Unemployment hurts. Not like the sharp pain and adrenaline burst of accidentally hitting your own thumb with a hammer, when your blood boils and your eyes focus bright and angry; the pain of unemployment is much worse because it sucks your self-respect and dines on your own dignity, sometimes to the point of debilitation. It can make you hardened and angry; it can arouse violence within you. It is a hateful thing to give, but worse to receive. The shattered storefronts of Featherston St and Queen St during the 1930’s riots remind us of that.

The new generations watched their parents grow disillusioned, some became angry, others indifferent and keen to exploit the veins of welfare to fund alternative life-styles and, in turn, produce their own disillusioned little-ones convinced of neither the value of education, or work. Some Maori leaders took to new means to lift up their people, a Maori ‘revivalist’ or renaissance movement was born, several traditions almost lost were re-cast, some traditions were even invented; the most obvious being the performing, by the Mighty All Blacks, of the ‘Haka’ at home games, a spectacle never observed in this country before 1987. Many of the Maori revivalists were, and remain, widely respected.

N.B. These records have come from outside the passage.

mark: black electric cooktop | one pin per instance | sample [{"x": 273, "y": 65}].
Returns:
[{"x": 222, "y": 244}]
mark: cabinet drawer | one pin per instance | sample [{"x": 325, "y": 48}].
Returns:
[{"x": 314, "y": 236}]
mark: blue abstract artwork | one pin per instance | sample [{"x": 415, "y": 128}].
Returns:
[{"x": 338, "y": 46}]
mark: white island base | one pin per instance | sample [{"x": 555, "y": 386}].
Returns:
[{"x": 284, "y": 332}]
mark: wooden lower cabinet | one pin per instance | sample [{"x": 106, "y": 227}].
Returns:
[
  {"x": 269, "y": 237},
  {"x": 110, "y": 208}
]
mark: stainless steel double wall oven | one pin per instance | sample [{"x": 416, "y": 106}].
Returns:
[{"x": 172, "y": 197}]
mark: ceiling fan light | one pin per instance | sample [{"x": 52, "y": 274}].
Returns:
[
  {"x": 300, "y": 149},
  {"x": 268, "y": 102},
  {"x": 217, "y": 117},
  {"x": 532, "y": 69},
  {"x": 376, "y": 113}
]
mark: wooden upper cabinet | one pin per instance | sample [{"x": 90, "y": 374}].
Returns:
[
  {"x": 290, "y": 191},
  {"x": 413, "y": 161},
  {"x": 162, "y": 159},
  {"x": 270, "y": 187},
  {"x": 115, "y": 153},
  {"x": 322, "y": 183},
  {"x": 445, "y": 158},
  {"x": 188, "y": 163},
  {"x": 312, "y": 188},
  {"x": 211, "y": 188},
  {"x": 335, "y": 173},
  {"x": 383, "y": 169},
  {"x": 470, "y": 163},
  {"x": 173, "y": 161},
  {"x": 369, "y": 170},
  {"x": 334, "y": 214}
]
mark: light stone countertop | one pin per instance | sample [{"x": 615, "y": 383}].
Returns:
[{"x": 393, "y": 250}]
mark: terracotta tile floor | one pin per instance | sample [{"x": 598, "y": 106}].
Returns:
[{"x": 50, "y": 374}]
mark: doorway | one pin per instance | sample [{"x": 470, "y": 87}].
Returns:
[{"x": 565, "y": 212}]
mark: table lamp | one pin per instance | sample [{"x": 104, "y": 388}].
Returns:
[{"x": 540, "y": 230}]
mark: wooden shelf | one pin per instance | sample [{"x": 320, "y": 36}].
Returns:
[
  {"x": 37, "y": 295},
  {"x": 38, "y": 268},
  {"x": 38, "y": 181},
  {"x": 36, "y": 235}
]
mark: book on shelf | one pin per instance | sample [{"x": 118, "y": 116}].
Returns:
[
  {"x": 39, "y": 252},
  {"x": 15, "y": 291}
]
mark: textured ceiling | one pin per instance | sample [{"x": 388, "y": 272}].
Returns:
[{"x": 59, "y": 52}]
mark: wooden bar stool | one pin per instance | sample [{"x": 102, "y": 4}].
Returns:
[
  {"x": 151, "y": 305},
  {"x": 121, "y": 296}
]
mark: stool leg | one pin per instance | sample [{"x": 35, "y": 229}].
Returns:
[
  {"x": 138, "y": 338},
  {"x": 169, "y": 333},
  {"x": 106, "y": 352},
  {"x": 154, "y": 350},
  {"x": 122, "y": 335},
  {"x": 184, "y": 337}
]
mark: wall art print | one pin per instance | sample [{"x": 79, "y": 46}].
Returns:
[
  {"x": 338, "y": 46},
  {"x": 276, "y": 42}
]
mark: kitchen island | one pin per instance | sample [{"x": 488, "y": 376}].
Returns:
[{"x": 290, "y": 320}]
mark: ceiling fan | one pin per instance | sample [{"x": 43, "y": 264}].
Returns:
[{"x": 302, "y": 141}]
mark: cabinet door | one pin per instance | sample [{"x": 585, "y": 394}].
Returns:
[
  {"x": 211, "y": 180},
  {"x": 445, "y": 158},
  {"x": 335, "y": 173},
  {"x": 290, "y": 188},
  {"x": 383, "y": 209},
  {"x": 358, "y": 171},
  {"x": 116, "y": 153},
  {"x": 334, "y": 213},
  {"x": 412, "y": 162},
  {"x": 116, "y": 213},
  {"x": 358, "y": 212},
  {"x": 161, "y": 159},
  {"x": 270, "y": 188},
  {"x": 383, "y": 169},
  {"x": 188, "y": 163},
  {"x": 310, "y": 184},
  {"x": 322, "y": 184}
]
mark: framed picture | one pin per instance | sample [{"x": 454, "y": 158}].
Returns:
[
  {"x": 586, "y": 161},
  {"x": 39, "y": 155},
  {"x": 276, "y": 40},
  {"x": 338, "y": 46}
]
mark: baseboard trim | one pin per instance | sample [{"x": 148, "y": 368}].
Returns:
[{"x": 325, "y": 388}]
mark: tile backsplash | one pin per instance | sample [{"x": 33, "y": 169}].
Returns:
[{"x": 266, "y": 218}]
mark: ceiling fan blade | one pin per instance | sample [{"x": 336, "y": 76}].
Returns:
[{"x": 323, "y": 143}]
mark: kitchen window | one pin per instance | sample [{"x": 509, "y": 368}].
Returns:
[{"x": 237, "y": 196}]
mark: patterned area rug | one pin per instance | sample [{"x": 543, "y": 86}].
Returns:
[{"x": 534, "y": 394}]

Other Maori ‘leaders’ became agitators, belligerent and spiteful and contemptuous. That’s all right. There have been such people since civilisation year-dot; whether in Memphis, Babylon, Rome, London, Munich or Waitangi. They seek to feed off their own imagined infamy, they spurt hyperbole and misinformation; reacting to such rhetoric is an exercise in futility.

But there is still a problem, and it appears to be getting worse.

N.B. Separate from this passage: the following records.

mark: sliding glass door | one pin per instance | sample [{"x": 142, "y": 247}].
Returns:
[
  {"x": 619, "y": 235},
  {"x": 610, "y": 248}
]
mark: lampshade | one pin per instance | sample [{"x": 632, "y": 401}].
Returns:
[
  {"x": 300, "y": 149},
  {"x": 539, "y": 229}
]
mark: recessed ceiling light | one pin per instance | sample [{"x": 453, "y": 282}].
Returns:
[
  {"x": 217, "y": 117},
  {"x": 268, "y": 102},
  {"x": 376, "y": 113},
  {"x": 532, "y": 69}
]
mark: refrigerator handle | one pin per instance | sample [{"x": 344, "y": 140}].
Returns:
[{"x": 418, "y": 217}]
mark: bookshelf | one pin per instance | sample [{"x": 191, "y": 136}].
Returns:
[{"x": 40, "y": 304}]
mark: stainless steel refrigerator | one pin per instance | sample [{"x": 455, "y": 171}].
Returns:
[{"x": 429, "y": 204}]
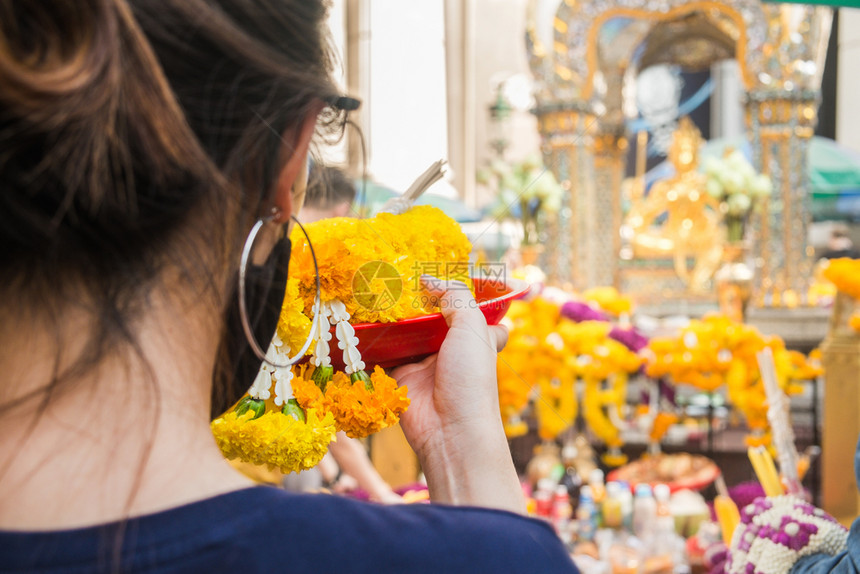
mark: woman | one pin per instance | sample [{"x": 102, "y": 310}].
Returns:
[{"x": 139, "y": 143}]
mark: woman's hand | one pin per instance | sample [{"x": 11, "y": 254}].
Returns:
[{"x": 453, "y": 422}]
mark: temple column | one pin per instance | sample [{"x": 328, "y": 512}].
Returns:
[{"x": 781, "y": 129}]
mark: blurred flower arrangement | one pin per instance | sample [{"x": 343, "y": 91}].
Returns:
[
  {"x": 733, "y": 181},
  {"x": 548, "y": 352},
  {"x": 526, "y": 190},
  {"x": 290, "y": 415},
  {"x": 717, "y": 351}
]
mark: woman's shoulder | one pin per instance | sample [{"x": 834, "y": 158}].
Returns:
[
  {"x": 419, "y": 537},
  {"x": 266, "y": 529}
]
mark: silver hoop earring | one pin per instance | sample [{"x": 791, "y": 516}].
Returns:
[{"x": 243, "y": 309}]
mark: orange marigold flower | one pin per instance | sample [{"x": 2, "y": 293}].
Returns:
[{"x": 358, "y": 409}]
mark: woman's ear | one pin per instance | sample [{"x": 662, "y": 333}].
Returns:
[{"x": 289, "y": 193}]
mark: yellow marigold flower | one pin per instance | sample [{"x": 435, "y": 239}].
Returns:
[
  {"x": 293, "y": 325},
  {"x": 421, "y": 241},
  {"x": 845, "y": 274},
  {"x": 359, "y": 411},
  {"x": 513, "y": 429},
  {"x": 609, "y": 300},
  {"x": 274, "y": 439}
]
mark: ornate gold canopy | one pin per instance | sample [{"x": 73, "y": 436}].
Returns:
[{"x": 586, "y": 56}]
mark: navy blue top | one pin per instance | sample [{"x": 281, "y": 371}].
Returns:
[{"x": 265, "y": 529}]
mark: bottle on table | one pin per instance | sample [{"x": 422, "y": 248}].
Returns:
[
  {"x": 586, "y": 523},
  {"x": 644, "y": 511},
  {"x": 611, "y": 507}
]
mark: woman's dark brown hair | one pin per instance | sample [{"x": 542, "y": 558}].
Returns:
[{"x": 141, "y": 134}]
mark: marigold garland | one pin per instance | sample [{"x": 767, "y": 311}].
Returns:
[
  {"x": 546, "y": 354},
  {"x": 275, "y": 439},
  {"x": 717, "y": 351},
  {"x": 421, "y": 241},
  {"x": 358, "y": 409},
  {"x": 293, "y": 325},
  {"x": 845, "y": 274}
]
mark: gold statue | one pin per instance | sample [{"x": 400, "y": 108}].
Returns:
[{"x": 691, "y": 228}]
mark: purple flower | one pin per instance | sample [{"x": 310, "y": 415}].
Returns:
[{"x": 630, "y": 338}]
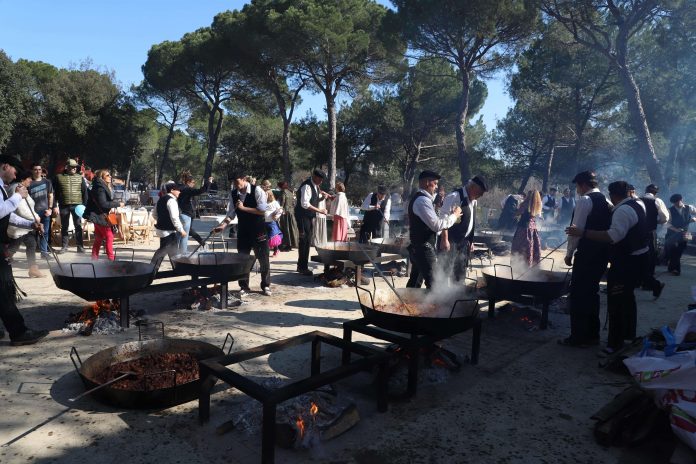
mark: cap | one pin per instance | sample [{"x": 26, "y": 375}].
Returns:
[
  {"x": 172, "y": 186},
  {"x": 584, "y": 177},
  {"x": 652, "y": 188},
  {"x": 428, "y": 175},
  {"x": 478, "y": 180},
  {"x": 12, "y": 161}
]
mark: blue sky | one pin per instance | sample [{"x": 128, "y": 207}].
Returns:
[{"x": 116, "y": 35}]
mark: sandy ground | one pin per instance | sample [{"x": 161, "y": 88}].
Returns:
[{"x": 528, "y": 399}]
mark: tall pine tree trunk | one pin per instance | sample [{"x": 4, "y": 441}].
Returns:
[
  {"x": 331, "y": 114},
  {"x": 460, "y": 129}
]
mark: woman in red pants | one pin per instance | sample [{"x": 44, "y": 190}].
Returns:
[{"x": 99, "y": 204}]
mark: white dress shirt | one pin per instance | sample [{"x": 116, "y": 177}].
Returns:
[
  {"x": 583, "y": 208},
  {"x": 366, "y": 206},
  {"x": 173, "y": 208},
  {"x": 339, "y": 206},
  {"x": 662, "y": 211},
  {"x": 424, "y": 209},
  {"x": 623, "y": 218},
  {"x": 259, "y": 194},
  {"x": 306, "y": 194},
  {"x": 451, "y": 200},
  {"x": 10, "y": 205}
]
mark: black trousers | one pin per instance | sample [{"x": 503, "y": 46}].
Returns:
[
  {"x": 169, "y": 245},
  {"x": 624, "y": 276},
  {"x": 674, "y": 248},
  {"x": 261, "y": 253},
  {"x": 65, "y": 213},
  {"x": 588, "y": 268},
  {"x": 9, "y": 314},
  {"x": 29, "y": 240},
  {"x": 305, "y": 227},
  {"x": 423, "y": 260}
]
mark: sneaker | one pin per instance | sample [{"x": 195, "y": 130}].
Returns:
[
  {"x": 29, "y": 337},
  {"x": 658, "y": 291}
]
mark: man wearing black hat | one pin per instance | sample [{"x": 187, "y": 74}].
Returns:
[
  {"x": 10, "y": 315},
  {"x": 677, "y": 236},
  {"x": 168, "y": 226},
  {"x": 305, "y": 212},
  {"x": 549, "y": 204},
  {"x": 377, "y": 207},
  {"x": 589, "y": 260},
  {"x": 248, "y": 204},
  {"x": 628, "y": 239},
  {"x": 424, "y": 226},
  {"x": 655, "y": 213},
  {"x": 459, "y": 238}
]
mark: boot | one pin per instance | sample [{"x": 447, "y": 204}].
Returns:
[
  {"x": 34, "y": 271},
  {"x": 64, "y": 248}
]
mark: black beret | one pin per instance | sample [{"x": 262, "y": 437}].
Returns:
[
  {"x": 478, "y": 180},
  {"x": 652, "y": 188},
  {"x": 12, "y": 161},
  {"x": 428, "y": 175}
]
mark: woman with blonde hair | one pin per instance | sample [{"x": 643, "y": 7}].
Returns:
[
  {"x": 339, "y": 211},
  {"x": 526, "y": 243},
  {"x": 99, "y": 204}
]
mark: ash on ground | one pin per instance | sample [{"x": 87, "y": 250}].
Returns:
[{"x": 104, "y": 324}]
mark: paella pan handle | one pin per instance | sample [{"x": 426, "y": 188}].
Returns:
[
  {"x": 145, "y": 324},
  {"x": 214, "y": 255},
  {"x": 147, "y": 375},
  {"x": 358, "y": 288},
  {"x": 74, "y": 354},
  {"x": 495, "y": 266},
  {"x": 72, "y": 271},
  {"x": 231, "y": 339},
  {"x": 456, "y": 302},
  {"x": 132, "y": 251}
]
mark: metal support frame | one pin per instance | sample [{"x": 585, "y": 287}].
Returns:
[
  {"x": 411, "y": 343},
  {"x": 215, "y": 368}
]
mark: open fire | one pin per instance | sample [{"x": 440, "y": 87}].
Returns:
[{"x": 100, "y": 317}]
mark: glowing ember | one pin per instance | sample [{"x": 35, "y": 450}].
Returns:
[{"x": 300, "y": 426}]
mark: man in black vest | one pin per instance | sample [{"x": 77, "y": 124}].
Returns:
[
  {"x": 549, "y": 204},
  {"x": 459, "y": 238},
  {"x": 377, "y": 207},
  {"x": 168, "y": 226},
  {"x": 589, "y": 260},
  {"x": 424, "y": 225},
  {"x": 308, "y": 206},
  {"x": 681, "y": 215},
  {"x": 10, "y": 315},
  {"x": 248, "y": 204},
  {"x": 628, "y": 239},
  {"x": 655, "y": 213}
]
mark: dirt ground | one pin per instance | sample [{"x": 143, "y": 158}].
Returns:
[{"x": 528, "y": 400}]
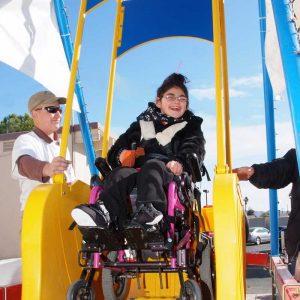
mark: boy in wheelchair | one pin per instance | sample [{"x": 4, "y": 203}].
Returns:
[{"x": 148, "y": 156}]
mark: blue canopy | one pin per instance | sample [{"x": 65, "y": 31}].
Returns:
[{"x": 146, "y": 20}]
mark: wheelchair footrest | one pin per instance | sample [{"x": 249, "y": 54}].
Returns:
[
  {"x": 138, "y": 237},
  {"x": 102, "y": 238}
]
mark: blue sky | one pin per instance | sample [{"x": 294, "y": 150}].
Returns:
[{"x": 141, "y": 71}]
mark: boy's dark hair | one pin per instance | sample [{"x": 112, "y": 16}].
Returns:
[{"x": 172, "y": 80}]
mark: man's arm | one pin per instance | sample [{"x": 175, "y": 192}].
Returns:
[{"x": 35, "y": 169}]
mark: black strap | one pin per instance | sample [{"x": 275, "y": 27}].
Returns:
[{"x": 72, "y": 226}]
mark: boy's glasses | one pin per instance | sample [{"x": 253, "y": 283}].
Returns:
[
  {"x": 173, "y": 98},
  {"x": 51, "y": 109}
]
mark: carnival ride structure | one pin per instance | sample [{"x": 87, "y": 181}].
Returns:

To recap: During the time of most ingrained and institutionalised, subconscious, racism in this country no more Maori than anybody else were incarcerated. Therefore, can we say, neither racism, nor colonisation attributed to imprisonment numbers? During the era of the most wide-spread unemployment, unrest and grueling poverty in this country no more Maori than anybody else were incarcerated. Therefore, can we say, that financial hardship did not lead Maori to prison in higher numbers? But during the time of greatest access to welfare assistance Maori prisoner numbers have exploded?

Because of low educational achievement, a self-perpetuating millstone around the neck, a veritable and formidable shackle to the ground that restricts sufferers to reaching only the lowest-hanging fruit, and it’s got to stop, along with the acceptance that Maori require a welfare lifeline, and special treatment.

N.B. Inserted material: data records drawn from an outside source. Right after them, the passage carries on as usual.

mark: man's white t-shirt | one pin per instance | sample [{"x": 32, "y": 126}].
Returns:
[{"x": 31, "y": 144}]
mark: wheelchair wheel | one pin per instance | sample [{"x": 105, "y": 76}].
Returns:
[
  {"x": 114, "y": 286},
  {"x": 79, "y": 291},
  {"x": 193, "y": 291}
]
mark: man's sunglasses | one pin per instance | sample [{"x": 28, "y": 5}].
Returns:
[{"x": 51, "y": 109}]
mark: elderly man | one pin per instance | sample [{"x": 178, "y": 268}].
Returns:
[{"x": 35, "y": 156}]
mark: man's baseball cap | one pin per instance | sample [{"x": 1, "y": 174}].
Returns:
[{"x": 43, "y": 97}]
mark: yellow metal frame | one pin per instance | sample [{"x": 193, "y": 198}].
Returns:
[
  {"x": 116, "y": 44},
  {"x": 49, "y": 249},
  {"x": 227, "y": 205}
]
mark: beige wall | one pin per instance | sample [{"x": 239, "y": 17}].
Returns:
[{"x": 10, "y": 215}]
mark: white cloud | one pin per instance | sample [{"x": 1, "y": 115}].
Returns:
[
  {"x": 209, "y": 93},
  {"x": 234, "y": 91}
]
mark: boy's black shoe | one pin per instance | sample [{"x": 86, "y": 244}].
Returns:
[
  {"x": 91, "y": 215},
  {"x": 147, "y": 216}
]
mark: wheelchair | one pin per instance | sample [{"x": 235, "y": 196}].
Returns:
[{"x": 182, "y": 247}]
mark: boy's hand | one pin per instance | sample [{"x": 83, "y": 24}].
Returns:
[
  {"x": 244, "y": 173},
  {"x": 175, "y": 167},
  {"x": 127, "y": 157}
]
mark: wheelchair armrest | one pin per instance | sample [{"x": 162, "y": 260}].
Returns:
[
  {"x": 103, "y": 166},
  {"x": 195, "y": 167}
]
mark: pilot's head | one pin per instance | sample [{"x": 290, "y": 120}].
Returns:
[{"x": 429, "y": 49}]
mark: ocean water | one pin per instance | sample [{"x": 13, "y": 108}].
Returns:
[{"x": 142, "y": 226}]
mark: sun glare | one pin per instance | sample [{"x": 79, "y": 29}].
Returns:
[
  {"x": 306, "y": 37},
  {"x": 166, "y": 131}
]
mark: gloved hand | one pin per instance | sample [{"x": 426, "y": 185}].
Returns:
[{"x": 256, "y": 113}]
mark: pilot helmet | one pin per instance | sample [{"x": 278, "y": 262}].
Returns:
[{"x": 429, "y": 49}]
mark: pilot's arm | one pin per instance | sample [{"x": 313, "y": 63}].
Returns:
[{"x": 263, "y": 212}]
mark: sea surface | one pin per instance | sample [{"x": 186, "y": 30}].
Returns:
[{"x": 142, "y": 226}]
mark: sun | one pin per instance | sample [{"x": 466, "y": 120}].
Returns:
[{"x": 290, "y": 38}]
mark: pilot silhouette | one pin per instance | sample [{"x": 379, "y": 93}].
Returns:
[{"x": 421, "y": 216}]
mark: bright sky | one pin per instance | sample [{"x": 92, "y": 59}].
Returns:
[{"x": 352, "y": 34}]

When Cook and his cohort of scientists came to this land they found an intelligent and resourceful people; they were in the business of documenting strangers and were not new to the task. Many on board were veterans of the oceans, and new lands, and had described Aboriginals from many places, Tierra Del Fuego, Japan, Alaska, the Pacific Islands, Australia, America and many more. They didn’t find under-achievers here in any sense except when judged against Christian moral standards.

The Catholic community determined to deal with criminality a century ago and linked the causes directly to illiteracy. They determined that they were as capable as other citizens of conquering the written word and set about it assiduously in the Marist schools, in the churches, and in the homes. Bought up in Wellington’s eastern suburbs, home to many Catholic families, a friend told me of a story in his family about how his grandfather had taught his father-before-him to read while aged about twelve, at home, and that on completing his first sentence, the older man had wept. With pride.

Our educators, but more importantly, our Maori leaders, the real leaders, the political leaders, the team leaders, even the gang leaders, not self-appointed ‘spokespeople’, need to rise up and hammer this message home: That they are equals here, and that every single Maori child in this entire country will read and write by the age of twelve, with no exceptions whatsoever. Just as the Catholic community did.

That will end this unfortunate imprisonment cycle, it will bring more prosperity than any Treaty-settlement or endless welfare can bring and enrich their lives, and ours. This was achieved by the good people of The Society of Saint Mary within twenty years, it can be achieved by Maoridom within the same time-frame.